In order to reduce visible artifacts, and improve the perceived quality of an image, we need to supersample it, i.e. trace multiple rays per pixel, each with a slightly different position within the area of that pixel. The naive approach of just dividing the area into n even subpixels increases quality, but unfortunately has still artifacts. Instead, one must sample at "random" point on the pixel. This will turn artifacts into "noise", which the human brain perceives as more pleasant (since it is exposed to it constantly, where as aliasing has no counter part in the physical world)
Just sampling a random point on the pixel n times will yield the desired results, however, it will most likely over sample specific areas, while under-sampling others. In order to counter that, we need samplers that sample random enough to turn aliasing into noise, but even enough to properly sample every region, in order to get maximum quality out of a minimal amount of samples.

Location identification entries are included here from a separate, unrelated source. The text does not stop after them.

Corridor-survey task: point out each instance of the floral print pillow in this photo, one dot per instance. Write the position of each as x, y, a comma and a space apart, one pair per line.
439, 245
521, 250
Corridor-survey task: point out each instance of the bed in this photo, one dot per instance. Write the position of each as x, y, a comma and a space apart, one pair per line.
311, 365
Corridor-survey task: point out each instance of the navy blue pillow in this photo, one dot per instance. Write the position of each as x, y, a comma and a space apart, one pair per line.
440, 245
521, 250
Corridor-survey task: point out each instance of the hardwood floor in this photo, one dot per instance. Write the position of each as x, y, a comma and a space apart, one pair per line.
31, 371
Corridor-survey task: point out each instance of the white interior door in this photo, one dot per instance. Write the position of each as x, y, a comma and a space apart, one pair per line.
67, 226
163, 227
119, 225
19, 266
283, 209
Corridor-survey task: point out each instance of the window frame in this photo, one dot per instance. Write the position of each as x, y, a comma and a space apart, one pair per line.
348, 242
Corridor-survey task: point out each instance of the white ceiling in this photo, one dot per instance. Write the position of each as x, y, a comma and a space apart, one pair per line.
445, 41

There are many different sampling methods for this. We currently implement the naive regular and random sampling approach, a stratified sampling approach, as well as an Zero-Two sequence sampler (WARNING!!!! FLASHING COLORS!!!!! ok, it's actually [0,2]-sequence, but look how happy she is that we implemented her )(again, don't mind it when you don't get the reference)
The sampler is not directly visible on the image, but when you compare the images below, which were all taken at the same sampling rate, you will quickly see a significant difference in perceived quality, tough weather you prefer the Stratified or the Zero-Two sampler may be up to you (if you prefer one of the others you have shitty taste tough, but whatever floats your boat)

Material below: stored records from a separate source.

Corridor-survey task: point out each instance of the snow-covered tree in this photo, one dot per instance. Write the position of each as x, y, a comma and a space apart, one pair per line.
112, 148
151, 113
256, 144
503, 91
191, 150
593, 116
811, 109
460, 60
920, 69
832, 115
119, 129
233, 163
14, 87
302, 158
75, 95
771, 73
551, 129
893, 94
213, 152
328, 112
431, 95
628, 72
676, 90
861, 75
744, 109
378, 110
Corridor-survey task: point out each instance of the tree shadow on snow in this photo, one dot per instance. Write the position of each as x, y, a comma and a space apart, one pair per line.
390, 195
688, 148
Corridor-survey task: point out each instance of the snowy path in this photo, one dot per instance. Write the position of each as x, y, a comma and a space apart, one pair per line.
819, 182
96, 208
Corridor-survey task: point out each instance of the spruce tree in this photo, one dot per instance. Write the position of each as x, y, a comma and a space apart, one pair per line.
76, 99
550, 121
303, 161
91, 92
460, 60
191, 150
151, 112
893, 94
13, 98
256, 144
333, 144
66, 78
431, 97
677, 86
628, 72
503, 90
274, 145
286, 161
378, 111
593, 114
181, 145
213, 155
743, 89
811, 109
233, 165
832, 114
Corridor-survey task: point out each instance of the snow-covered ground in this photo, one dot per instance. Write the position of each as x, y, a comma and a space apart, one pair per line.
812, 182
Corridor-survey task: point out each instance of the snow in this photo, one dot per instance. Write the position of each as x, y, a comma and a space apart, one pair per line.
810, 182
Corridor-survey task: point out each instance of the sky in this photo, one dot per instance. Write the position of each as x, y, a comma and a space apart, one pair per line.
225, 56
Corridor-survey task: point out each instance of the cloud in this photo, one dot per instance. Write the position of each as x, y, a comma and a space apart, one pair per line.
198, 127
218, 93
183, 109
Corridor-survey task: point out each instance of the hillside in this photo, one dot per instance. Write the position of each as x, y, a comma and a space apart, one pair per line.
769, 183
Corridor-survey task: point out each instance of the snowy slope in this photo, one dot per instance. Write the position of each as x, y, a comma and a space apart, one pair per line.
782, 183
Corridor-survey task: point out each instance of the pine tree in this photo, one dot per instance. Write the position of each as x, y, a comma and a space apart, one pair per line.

We mainly used the Zero-Two sampler, since it's superb distribution allows us to get away with only 64 samples per pixel, what sounds like much, however, normally samples are counted in magnitudes of thousands and more for production images.
Stratified sampling in a nutshell uses various statistical models to ensure that for a given area A, we distribute n samples in a way, that in each sub-area A' there is exactly 1 sample. So, what we are doing is we divide the area into a finite amount of subareas (stratum), and sample each of them independently. This gives us a well-distributed sampling pattern in regard to the full image, however, sample points can still be near the same edge between stratums, which leads to over-and under-sampling
The Zero-Two sequence sampler improves on this by using parts of the Sobol-Sequence, arcane invocations, and a touch of black magic, to ensure that the samples are ALSO well-distributed in regards to each other, i.e. the pattern in well-distributed in all possible divisions of the image.